Dziennik. Skomlenie

Tak sobie kiedyś w urzędzie (nie pamiętam zresztą tym czy poprzednim) rozmawialiśmy, jaką sumę musielibyśmy dostać, żeby się publicznie rozebrać lub zrobić coś innego ośmieszającego czy poniżającego.

Okazuje się, że nasza zabawa przeniosła się w wyższe sfery. Jaką sumę musi dostać były prezydent (obecnie praktyk polityczny) państwa aspirującego do bycia lokalnym mocarstwem, aby fotografować się z maskotkami klubu koszykarskiego oraz półnagimi laskami od kibicowania (nie pomnę drugiego byłego prezydenta, bo on nas już przyzwyczaił do topless na plaży i uwieczniania arabskich łazienek)?

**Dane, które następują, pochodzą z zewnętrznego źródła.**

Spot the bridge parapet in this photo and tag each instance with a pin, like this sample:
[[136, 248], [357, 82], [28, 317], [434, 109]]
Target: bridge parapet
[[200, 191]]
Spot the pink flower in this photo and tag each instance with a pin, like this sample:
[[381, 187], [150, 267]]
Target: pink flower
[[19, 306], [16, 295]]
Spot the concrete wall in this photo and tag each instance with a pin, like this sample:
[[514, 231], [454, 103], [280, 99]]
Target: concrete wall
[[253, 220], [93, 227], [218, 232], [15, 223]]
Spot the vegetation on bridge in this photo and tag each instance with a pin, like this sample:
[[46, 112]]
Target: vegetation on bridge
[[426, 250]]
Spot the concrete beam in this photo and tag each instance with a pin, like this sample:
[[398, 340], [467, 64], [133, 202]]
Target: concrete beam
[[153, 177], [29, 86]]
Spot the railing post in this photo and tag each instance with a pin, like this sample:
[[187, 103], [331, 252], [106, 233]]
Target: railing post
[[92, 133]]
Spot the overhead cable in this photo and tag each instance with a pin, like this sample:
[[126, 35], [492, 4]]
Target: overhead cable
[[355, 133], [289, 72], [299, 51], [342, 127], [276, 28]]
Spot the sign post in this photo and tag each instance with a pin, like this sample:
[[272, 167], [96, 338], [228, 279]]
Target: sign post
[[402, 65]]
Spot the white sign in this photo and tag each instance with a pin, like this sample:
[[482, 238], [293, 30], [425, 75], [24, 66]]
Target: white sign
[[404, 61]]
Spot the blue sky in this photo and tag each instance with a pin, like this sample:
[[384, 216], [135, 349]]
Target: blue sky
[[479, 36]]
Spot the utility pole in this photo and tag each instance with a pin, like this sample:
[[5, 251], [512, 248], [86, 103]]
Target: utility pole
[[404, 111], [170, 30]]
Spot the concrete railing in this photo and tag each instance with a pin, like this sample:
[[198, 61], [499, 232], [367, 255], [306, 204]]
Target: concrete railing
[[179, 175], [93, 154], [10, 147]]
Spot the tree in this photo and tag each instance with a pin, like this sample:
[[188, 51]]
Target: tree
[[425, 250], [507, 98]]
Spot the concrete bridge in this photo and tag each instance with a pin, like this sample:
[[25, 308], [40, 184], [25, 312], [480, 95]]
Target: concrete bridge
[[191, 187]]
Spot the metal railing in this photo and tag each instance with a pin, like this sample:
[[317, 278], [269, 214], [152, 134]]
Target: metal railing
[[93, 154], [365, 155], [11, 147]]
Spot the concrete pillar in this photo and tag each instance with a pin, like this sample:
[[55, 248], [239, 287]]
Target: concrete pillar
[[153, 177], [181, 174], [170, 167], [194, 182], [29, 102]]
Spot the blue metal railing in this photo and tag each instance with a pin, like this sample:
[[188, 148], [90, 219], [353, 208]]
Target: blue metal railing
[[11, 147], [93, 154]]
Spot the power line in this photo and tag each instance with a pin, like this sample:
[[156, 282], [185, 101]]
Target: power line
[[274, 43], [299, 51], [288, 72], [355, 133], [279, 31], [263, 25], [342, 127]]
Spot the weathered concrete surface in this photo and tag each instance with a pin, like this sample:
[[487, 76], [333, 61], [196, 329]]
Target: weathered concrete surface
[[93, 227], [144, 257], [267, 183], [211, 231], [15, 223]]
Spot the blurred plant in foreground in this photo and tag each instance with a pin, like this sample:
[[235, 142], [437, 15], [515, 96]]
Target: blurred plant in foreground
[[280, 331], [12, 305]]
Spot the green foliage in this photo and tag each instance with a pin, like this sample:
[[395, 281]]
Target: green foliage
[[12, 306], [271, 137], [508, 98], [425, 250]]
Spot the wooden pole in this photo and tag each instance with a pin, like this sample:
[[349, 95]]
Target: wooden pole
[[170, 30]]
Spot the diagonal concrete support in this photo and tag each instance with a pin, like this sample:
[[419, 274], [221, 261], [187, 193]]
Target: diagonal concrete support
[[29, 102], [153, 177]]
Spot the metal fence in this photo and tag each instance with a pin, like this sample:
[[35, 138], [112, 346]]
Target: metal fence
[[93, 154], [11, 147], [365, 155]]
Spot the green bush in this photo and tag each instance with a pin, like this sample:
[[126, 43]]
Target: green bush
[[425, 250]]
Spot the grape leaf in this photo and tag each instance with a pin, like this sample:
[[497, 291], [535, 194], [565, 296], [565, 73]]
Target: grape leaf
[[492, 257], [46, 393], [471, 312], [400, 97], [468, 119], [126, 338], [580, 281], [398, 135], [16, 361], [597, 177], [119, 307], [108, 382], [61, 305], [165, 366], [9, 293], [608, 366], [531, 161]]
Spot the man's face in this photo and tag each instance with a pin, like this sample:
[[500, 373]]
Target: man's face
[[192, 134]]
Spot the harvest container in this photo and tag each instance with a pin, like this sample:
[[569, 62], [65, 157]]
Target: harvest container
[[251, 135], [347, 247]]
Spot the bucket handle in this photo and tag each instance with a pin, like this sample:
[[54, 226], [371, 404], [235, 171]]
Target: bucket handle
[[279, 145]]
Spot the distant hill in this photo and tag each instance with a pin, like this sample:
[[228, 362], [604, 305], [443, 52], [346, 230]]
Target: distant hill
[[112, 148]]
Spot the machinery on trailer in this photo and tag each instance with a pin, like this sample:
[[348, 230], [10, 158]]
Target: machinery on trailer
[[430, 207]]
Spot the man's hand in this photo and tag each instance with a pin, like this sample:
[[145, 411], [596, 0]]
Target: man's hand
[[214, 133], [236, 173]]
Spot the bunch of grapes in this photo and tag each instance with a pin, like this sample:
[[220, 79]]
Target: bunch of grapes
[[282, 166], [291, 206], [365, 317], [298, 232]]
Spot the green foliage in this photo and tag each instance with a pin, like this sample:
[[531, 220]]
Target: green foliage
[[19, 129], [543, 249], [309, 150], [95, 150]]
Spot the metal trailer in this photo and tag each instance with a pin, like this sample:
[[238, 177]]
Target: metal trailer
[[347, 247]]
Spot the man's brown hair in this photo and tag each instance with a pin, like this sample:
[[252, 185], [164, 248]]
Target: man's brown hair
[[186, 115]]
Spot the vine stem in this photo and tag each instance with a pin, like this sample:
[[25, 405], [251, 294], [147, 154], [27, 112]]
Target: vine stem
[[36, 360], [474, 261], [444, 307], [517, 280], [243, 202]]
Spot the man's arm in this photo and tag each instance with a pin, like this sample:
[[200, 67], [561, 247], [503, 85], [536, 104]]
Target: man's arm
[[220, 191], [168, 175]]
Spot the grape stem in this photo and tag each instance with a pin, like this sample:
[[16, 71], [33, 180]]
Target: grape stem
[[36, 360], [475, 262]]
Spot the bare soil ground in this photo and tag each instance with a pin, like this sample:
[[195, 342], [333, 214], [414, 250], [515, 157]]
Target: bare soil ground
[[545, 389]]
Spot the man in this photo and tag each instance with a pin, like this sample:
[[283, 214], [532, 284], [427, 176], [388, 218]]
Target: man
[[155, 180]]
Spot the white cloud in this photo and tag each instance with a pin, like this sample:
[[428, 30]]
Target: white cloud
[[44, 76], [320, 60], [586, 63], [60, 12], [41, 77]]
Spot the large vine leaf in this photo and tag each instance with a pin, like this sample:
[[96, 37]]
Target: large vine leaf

Ciekawe, że autorce internetowych memów, skojarzyło się to z tym samym wersem Eliota, co mi. Ja parafrazowałem: tak kończy się te pięć lat, nie hukiem, ale chichotaniem, ona cytowała: i tak się właśnie kończy świat, nie hukiem ale skomleniem. Muszę przyznać, że skomlenie lepiej oddaje żałosność tej sceny (07.10.2015).